Pre Crop

  • Use tools and paddock knowledge to estimate the level of additional nitrogen required to meet potential crop yield.
  • Assess the costs, benefits and risk of various nitrogen application rates against the probability of potential yield being achieved.

In crop

  • Compare the costs, benefits, and risk of each fertiliser option against doing nothing
  • Consider nitrogen use efficiency and the potential risk of leaching and costs of further fertiliser application.
  • Undertake a “what if” scenario analysis to see what impact changing assumptions on key variables (e.g.  grain price and seasonal conditions), have on the costs.

Post Crop

  • Other than after a drought there is unlikely to be any residual nitrogen from the fertiliser in the soil.

Further details:

Pre Crop

  • Use tools and paddock knowledge to estimate the level of additional nitrogen required to meet potential crop yield.
    • Use tools (such as the Select Your Nitrogen calculator) that combine 0–10 cm soil organic carbon value, soil type, and legume history to assist in calculating nitrogen fertiliser requirement.
    • Consider possibility of leaching over summer.
  • Assess the costs, benefits and risk of various nitrogen application rates against the probability of potential yield being achieved.
    • Use tools to compare costs, yield response and protein under various seasonal scenarios. Assess each result with probability of the scenario occurring.
    • Consider staged application to be flexible with the season.
    • Assess the risk of fertiliser seed toxicity and consider taking mitigating action.
    • Consider other yield limiting constraints or deficiencies that will limit the responsiveness of nitrogen application.
    • Estimate the loss in potential yield (opportunity cost), and therefore revenue and profit impact, associated with low or no nitrogen fertiliser application

 

In Crop

  • Compare the costs, benefits, and risk of each fertiliser option against doing nothing
    • Tools such as SYN and Yield Prophet can help you adjust nitrogen decisions for yield potential and leaching changes during the season.
    • What are the likely outcomes of each fertiliser option?
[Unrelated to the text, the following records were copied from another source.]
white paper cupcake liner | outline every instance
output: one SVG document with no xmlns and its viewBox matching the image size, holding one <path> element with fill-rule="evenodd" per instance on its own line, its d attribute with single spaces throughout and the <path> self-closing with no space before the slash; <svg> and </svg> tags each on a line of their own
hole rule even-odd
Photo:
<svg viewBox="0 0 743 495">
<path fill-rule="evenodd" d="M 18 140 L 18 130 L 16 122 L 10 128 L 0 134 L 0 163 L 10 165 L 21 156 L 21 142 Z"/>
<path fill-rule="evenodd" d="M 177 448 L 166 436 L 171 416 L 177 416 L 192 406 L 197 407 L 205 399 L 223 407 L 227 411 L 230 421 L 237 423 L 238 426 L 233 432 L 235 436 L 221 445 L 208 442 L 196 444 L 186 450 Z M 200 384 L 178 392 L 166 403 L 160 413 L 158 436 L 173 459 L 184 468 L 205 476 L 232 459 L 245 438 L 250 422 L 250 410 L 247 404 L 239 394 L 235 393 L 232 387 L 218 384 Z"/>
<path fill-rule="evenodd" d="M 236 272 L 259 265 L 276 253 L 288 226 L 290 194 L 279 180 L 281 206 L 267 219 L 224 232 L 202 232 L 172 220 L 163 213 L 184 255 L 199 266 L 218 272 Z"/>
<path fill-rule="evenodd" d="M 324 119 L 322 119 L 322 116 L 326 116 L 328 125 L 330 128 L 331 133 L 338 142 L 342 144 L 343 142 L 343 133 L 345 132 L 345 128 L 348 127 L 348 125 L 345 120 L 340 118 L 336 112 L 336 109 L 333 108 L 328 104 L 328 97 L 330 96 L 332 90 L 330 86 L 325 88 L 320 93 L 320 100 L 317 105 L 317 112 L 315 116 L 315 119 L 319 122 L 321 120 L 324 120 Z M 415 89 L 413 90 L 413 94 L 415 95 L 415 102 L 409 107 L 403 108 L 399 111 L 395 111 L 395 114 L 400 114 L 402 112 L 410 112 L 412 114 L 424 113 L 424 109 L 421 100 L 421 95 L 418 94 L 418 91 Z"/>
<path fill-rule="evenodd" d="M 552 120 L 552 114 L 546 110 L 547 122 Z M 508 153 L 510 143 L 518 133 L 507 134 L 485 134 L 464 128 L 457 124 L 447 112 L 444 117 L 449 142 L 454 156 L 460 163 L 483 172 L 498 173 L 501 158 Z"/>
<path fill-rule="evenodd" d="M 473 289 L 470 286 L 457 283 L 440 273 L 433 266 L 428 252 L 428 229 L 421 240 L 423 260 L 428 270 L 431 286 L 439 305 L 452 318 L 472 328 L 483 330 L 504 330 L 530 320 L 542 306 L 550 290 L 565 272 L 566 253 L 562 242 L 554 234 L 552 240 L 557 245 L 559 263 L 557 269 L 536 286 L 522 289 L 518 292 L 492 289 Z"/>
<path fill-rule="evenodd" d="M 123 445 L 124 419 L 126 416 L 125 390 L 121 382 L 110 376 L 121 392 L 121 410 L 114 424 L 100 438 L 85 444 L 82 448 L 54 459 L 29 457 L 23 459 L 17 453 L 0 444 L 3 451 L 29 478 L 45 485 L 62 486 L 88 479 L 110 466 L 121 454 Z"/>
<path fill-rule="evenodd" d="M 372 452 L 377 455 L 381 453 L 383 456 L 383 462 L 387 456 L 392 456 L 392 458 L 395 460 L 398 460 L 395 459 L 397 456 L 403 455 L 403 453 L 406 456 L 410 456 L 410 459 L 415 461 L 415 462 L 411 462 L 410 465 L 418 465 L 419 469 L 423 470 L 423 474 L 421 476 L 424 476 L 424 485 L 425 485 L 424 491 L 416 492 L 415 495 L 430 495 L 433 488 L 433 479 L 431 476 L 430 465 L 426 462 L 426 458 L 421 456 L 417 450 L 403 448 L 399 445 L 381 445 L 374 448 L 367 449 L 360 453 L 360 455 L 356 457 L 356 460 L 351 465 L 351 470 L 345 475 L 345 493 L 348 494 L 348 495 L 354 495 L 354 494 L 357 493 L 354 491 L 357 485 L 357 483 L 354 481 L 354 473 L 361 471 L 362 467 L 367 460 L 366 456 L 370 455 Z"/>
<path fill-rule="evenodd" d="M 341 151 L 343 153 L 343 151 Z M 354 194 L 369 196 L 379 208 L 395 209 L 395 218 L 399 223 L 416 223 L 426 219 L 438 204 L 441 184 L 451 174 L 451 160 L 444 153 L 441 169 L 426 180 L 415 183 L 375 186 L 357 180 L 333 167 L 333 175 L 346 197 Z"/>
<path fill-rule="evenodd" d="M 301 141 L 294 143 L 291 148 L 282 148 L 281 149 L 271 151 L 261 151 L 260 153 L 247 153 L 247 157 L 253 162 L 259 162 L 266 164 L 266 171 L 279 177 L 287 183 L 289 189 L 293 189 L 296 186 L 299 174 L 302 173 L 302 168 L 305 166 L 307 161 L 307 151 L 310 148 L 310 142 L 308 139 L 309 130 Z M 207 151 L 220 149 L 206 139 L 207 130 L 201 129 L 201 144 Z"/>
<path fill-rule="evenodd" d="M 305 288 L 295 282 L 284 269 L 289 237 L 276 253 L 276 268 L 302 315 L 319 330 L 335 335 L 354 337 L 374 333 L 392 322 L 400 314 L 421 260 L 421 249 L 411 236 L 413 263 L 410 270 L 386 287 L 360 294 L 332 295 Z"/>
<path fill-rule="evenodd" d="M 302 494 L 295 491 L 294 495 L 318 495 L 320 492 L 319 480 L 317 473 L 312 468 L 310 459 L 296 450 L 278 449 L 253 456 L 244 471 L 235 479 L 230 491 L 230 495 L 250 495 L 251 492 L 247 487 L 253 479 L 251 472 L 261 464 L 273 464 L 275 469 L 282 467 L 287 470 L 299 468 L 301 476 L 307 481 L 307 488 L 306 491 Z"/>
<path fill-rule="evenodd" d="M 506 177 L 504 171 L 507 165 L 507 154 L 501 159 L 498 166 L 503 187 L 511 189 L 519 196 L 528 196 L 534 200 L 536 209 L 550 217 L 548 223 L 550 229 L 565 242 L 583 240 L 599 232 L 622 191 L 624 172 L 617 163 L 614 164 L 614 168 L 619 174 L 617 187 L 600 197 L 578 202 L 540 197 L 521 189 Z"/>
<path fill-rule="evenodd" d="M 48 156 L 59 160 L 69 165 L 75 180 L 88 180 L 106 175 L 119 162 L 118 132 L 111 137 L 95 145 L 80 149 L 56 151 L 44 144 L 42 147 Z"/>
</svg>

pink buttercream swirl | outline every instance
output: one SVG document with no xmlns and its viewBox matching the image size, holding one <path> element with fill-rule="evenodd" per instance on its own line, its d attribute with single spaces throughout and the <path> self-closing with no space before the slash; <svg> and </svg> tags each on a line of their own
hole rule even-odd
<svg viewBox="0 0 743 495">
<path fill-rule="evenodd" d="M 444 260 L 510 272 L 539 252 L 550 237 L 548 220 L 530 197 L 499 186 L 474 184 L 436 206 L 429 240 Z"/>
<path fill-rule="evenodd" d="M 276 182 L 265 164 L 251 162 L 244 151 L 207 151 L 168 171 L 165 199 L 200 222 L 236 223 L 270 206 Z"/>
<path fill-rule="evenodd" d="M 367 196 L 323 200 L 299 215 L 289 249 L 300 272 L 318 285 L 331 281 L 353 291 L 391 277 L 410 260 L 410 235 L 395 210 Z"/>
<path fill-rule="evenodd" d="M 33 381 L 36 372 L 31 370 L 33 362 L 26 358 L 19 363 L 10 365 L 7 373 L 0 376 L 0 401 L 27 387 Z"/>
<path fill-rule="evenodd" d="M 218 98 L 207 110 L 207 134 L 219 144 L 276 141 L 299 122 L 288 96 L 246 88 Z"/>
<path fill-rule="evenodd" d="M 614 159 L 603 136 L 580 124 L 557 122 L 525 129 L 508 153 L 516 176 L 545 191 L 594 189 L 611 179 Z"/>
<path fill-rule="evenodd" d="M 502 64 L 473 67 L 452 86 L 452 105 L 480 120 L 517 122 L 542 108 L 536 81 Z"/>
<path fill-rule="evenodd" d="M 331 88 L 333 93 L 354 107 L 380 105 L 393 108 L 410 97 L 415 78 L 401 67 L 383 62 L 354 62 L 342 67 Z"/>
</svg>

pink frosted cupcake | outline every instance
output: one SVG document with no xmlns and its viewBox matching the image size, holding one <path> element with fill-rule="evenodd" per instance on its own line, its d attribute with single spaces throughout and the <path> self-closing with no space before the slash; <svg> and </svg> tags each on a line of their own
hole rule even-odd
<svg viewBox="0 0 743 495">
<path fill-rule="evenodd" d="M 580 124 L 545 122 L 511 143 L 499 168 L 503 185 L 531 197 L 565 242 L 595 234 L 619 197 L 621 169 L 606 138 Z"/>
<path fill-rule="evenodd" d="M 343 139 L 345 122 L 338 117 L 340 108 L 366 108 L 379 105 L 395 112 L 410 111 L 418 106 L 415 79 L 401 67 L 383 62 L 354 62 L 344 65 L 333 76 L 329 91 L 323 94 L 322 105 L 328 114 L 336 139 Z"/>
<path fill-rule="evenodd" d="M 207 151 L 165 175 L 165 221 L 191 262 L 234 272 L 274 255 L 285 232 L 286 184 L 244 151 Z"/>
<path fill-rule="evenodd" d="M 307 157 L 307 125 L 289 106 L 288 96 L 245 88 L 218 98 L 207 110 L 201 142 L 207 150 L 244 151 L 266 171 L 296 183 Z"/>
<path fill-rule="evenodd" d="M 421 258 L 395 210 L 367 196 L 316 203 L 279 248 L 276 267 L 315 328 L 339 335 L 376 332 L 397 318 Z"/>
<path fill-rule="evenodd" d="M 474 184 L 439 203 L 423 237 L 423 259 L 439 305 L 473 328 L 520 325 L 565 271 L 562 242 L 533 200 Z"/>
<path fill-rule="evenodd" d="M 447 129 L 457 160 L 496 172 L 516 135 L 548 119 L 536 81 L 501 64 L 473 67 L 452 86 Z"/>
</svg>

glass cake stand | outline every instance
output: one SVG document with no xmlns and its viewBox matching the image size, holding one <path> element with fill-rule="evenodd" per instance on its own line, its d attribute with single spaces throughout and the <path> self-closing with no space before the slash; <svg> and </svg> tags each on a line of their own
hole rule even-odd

When the yield response of fertiliser is not known with certainty, due to factors such as seasonal influences, consider the most likely (expected), as well as the worst and best results from each option.
    • Consider choosing a fertiliser option where the expected return is sufficient to offset the risk of lower than expected response rates.
    • Weigh up the costs and benefits of various nitrogen application methods, ie top-dress, spraying etc.
    • Consider the impact on grain protein percentage as well as yield when calculating price received as there may be an inverse relationship with yield and protein.
    • Consider the growth stage of the plant. Is it too advanced to respond and therefore not economic?
    • Is more fertiliser economic for the additional (marginal) yield response that is most likely?
    • Are there any other constraints to estimated yield potential? If so, would addressing these be more economic?
    • Will the rain following application be enough to achieve yield potential? Consider various finishing scenarios in your analysis.
  • Consider nitrogen use efficiency and the potential risk of leaching and costs of further fertiliser application.
  • Undertake a “what if” scenario analysis to see what impact changing assumptions on key variables (e.g.  grain price and seasonal conditions), have on the costs.
    • Some variables can influence decision outcomes but are not directly controllable, including fluctuations in wheat price, the value of the Australian dollar and seasonal influences. But they need to be considered, even if we can’t include them directly. A “what if” analysis may help you in your decision making.

Post Crop

  • Other than after a drought there is unlikely to be any residual nitrogen from the fertiliser in the soil.
    • A general rule of thumb is that there is no residual nitrogen after 250mm growing season rainfall (less if carryover moisture from summer rains).